Eager buyers flock to city auction of vacant properties

BARGAINS, WITH BASEMENTS INCLUDED

May 13, 1993|By Eric Siegel | Eric Siegel,Staff Writer

Baltimore's auction of vacant and abandoned houses yesterday drew hundreds of people who packed a meeting room at the Convention Center pursuing dreams of property ownership -- or profit.

The bidders included potential homebuyers looking for their first bargain-basement houses, prospective entrepreneurs hoping to turn a quick buck and seasoned real estate executives trying to expand their holdings.

There were so many bidders that only about a quarter of the 1,500 available properties were auctioned yesterday. The auction will resume May 18 at 9 a.m.

A few of the properties went for the lowest acceptable bids of no more than a couple of hundred dollars -- an amount equal to the city's $85 per house administrative costs plus any unpaid state taxes. To make the houses more attractive, bidders were not required to pay any city-held liens on the properties -- including tax liens.

Most of the houses went for between $1,000 and $10,000 -- upsetting some auction-goers who had hoped to pick up houses for only a few hundred dollars.

Paul Smith, a 29-year-old truck driver who lives in an apartment in Northeast Baltimore with his wife and two children, bought a house in the 1600 block of West Baltimore St. for $1,500. He picked out the property as one he wanted to buy from "a bunch" he looked at Tuesday and said he hopes to renovate it and move in with his family.

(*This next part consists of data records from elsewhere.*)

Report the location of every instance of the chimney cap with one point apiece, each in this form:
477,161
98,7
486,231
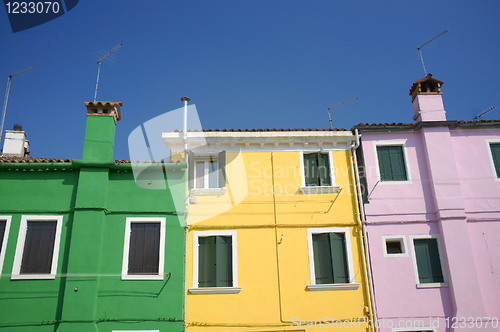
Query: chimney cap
111,108
427,81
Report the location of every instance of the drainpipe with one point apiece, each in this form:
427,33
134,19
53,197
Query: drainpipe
361,219
277,242
186,209
184,129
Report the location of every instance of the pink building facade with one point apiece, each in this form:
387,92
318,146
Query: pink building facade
431,192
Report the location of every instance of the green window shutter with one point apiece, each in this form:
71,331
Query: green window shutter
222,169
323,270
223,261
191,164
3,224
495,152
38,247
397,163
339,258
310,170
324,169
384,163
391,163
206,261
428,262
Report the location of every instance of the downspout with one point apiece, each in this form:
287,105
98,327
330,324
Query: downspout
186,214
277,242
361,219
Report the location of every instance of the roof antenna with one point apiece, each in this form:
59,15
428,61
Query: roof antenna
330,117
6,99
483,113
99,69
418,48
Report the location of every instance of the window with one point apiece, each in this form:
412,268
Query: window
215,262
330,259
37,248
391,163
427,260
495,156
207,173
4,235
144,249
394,246
317,173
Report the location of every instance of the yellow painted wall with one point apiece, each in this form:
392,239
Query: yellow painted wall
274,277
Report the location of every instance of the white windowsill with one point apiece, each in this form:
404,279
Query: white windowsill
215,290
142,277
208,191
332,287
319,189
32,276
433,285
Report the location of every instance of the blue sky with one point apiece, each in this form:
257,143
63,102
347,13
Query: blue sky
246,64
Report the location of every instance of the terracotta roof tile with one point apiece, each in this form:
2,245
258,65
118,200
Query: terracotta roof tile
480,121
103,103
384,124
393,124
33,160
264,130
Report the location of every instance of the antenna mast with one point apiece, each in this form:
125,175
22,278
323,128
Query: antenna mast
418,48
99,69
330,117
7,98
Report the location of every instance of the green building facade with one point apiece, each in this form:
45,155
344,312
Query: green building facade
84,247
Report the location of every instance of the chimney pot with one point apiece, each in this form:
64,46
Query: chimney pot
427,100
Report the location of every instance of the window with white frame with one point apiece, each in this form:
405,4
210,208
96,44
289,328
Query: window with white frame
207,171
144,249
4,235
394,246
317,172
215,262
414,329
37,249
330,259
392,162
427,260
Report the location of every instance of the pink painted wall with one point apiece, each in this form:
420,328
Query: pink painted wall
463,186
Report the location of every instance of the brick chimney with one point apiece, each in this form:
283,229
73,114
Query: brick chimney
15,142
427,100
102,117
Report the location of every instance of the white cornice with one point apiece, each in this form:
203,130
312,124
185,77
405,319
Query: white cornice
261,141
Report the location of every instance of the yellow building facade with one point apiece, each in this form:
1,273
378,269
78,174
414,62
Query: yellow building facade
274,239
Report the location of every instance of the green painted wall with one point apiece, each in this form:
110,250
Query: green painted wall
94,197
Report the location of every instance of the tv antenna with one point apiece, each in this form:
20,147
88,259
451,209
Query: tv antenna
483,113
330,117
419,52
99,69
6,99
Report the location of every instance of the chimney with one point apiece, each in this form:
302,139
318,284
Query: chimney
102,117
427,100
15,142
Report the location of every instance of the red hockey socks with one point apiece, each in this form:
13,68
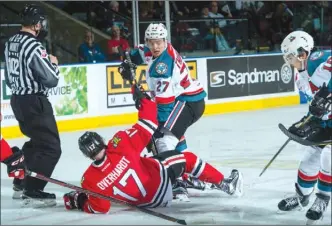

"It's right about where I was hoping it would be," he said of the price. "Buying it this way, I can save a few dollars."

Patrick Downing, 27, who lives in Rosedale in Baltimore County, bought three houses for $2,500. Mr. Downing, an accountant for an advertising agency, said he plans to renovate the houses and rent them out or sell them with the help of his brother.

"We're going to take a shot at it. For $2,500, you really can't lose," he said.

Daryl Conner was one of several real estate professionals who attended the auction. He had his list in a loose-leaf notebook, with the properties he wanted highlighted by a yellow marker. He bid on dozens of houses by coolly standing in his aisle seat, and by the midday lunch break said he had bought 36.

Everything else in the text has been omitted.